Davisson is one of 45 Indigenous youths randomly selected from across Canada — and one of four from Newfoundland and Labrador — to take part in the Msit No’kmaq Tall Ship Project.
He said he’s always had a close connection with the ocean, growing up in Washington state and later moving to Newfoundland.
"I’m part of the Makah tribe … they’re very seafaring people," Davisson told CBC Radio’s the St. John’s Morning Show .

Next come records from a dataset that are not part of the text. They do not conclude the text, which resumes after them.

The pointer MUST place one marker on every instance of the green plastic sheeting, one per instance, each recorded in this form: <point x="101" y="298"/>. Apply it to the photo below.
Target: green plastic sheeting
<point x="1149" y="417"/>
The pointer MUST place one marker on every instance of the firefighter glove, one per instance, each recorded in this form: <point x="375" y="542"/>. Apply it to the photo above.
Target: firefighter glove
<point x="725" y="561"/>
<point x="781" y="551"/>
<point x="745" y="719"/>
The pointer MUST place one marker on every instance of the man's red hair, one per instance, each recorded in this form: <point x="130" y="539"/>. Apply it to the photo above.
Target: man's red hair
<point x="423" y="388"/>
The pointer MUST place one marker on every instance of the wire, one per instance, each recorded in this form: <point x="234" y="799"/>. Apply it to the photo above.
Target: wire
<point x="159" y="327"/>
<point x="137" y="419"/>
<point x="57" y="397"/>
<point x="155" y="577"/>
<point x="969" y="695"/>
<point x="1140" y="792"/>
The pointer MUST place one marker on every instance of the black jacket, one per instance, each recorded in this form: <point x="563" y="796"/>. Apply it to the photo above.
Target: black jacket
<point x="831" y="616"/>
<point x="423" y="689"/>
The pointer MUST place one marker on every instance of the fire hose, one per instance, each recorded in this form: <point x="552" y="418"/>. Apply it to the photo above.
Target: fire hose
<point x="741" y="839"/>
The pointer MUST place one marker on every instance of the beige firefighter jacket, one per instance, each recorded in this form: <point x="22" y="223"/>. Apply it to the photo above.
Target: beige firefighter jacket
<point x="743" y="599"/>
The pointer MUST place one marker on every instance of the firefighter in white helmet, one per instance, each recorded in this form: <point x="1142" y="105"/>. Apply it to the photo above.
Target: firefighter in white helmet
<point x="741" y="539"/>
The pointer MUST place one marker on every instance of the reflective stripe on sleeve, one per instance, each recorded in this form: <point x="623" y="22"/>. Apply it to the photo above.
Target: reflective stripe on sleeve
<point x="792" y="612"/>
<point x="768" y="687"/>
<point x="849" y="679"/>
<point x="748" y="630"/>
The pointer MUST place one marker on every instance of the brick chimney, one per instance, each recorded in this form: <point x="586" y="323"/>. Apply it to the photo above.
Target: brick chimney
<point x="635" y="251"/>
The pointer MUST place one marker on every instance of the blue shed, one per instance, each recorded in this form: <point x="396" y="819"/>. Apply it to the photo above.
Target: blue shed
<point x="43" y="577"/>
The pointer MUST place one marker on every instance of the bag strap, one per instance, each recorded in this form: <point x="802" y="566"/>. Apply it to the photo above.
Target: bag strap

"Their entire ancestry has the southern half of Vancouver Island, then they came down to the cape on the Washington peninsula … they’ve hunted whales for over 2,000 years." The 45 youths taking part in the project will cross the Atlantic on the Guilden Leeuw. (Guilden Leeuw/Facebook) The project will take Davisson, and the other youths, from Halifax to LeHavre, France, aboard the Gulden Leeuw. Davisson said it’s a "completely amazing" opportunity.
The group will write in journals daily on the ship, and their notes will eventually be combined to create a detailed record of the journey, Davisson said.
He’s hopeful it won’t be the last time he gets to make such a vast journey.
"The ocean speaks to me," Davisson said.
"I hope to have a future career doing this for the rest of my life, so that I can see the entire world."